Most of those students will never recover to earn a college degree.
Graduates who opt for a career straight out of high school aren’t faring much better. Most employers report that high school graduates enter their roles “deficient” in the skills they need to do their jobs well — from the basics such as reading and math to applied skills such as communications and professionalism.
We can’t blame these sobering statistics on a lack of effort from students, or a lack of involvement from their parents. We can’t blame them on intractable problems like poverty.
These numbers represent families who, despite whatever challenges they may have faced, did everything their schools asked of them for 12 years. The parents paid taxes, bought pencils and three-ring binders and attended parent-teacher conferences. The students got to school every day, studied hard and did their homework.
They held up their end of the bargain. The rest of us reneged on ours.
At the root of the problem is a gap between what schools expect from students before they graduate from high school, and what the real world demands from them afterward.
In our work across the country, we’ve found that, on average, fewer than half the classroom assignments students receive are challenging enough to keep them on track for college — even in schools that have adopted college-ready academic standards. We routinely see fifth graders doing math problems better suited for third graders, and high school English classes that revolve around worksheets with one-word answers.
This is how students who work hard and earn good grades can still graduate unprepared for today’s economy. It’s as though we’re expecting high school graduates to run a marathon when we’ve only let them practice running a mile.
The solution starts with adopting college-ready academic standards like the Common Core — because all students deserve the opportunity to go to college, even if they choose not to.
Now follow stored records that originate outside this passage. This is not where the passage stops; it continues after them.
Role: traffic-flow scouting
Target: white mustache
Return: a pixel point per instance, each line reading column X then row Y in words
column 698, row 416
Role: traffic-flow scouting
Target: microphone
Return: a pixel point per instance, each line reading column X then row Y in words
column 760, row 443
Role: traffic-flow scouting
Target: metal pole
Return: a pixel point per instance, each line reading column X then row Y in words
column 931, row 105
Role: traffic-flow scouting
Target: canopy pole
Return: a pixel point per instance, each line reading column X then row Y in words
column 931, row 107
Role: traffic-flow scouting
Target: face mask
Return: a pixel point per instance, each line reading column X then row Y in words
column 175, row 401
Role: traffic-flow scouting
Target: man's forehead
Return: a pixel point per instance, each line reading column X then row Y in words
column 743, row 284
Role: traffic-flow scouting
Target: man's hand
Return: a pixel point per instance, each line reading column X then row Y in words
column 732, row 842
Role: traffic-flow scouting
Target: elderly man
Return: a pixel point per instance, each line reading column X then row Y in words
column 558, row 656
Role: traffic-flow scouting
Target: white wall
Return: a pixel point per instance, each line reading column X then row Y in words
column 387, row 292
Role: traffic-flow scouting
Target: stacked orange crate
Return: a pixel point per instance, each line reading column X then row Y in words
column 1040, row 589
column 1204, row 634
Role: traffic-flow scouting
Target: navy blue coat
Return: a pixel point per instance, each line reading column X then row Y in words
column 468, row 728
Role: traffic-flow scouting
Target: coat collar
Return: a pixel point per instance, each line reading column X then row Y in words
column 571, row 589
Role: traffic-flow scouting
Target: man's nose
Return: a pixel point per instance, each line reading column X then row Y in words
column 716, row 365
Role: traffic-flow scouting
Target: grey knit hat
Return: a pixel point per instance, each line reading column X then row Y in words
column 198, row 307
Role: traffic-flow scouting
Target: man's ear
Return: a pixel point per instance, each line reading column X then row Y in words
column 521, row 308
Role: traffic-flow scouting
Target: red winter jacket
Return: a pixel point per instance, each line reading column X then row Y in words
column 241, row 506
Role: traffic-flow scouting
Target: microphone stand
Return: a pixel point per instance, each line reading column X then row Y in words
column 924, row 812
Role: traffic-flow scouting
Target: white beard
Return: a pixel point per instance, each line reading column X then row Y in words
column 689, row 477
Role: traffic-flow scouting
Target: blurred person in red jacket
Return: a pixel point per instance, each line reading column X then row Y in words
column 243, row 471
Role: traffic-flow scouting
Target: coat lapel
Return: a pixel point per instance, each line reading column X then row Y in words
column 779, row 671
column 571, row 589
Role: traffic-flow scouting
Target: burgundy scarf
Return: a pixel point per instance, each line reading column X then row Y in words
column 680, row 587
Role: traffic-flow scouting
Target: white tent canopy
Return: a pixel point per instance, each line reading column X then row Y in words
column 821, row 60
But that’s the easy part, and something most states have already done. The hard part is implementing those standards: ensuring that teaching and learning reflects the right expectations — in every classroom, every day, from pre-kindergarten through high school.
To make it happen, leaders at every level of the education system need to start focusing on what exactly students are doing in school every day. What concepts are they grappling with? What work are they being asked to complete? Most importantly, is their typical day putting them on track to do college-level work down the road?
We also need to start judging school systems based not only on how many students they graduate, but how many of those graduates ultimately achieve their college or career aspirations.
Nevada’s kids deserve more school days that are challenging and inspiring enough to match those dreams. They can do so much more than their schools ask of them today. They want to do more. We just need to give them the chance — and start keeping our promises.
Daniel Weisberg is CEO of TNTP, a national nonprofit that works with school systems across the country to provide excellent teachers to students who need them most.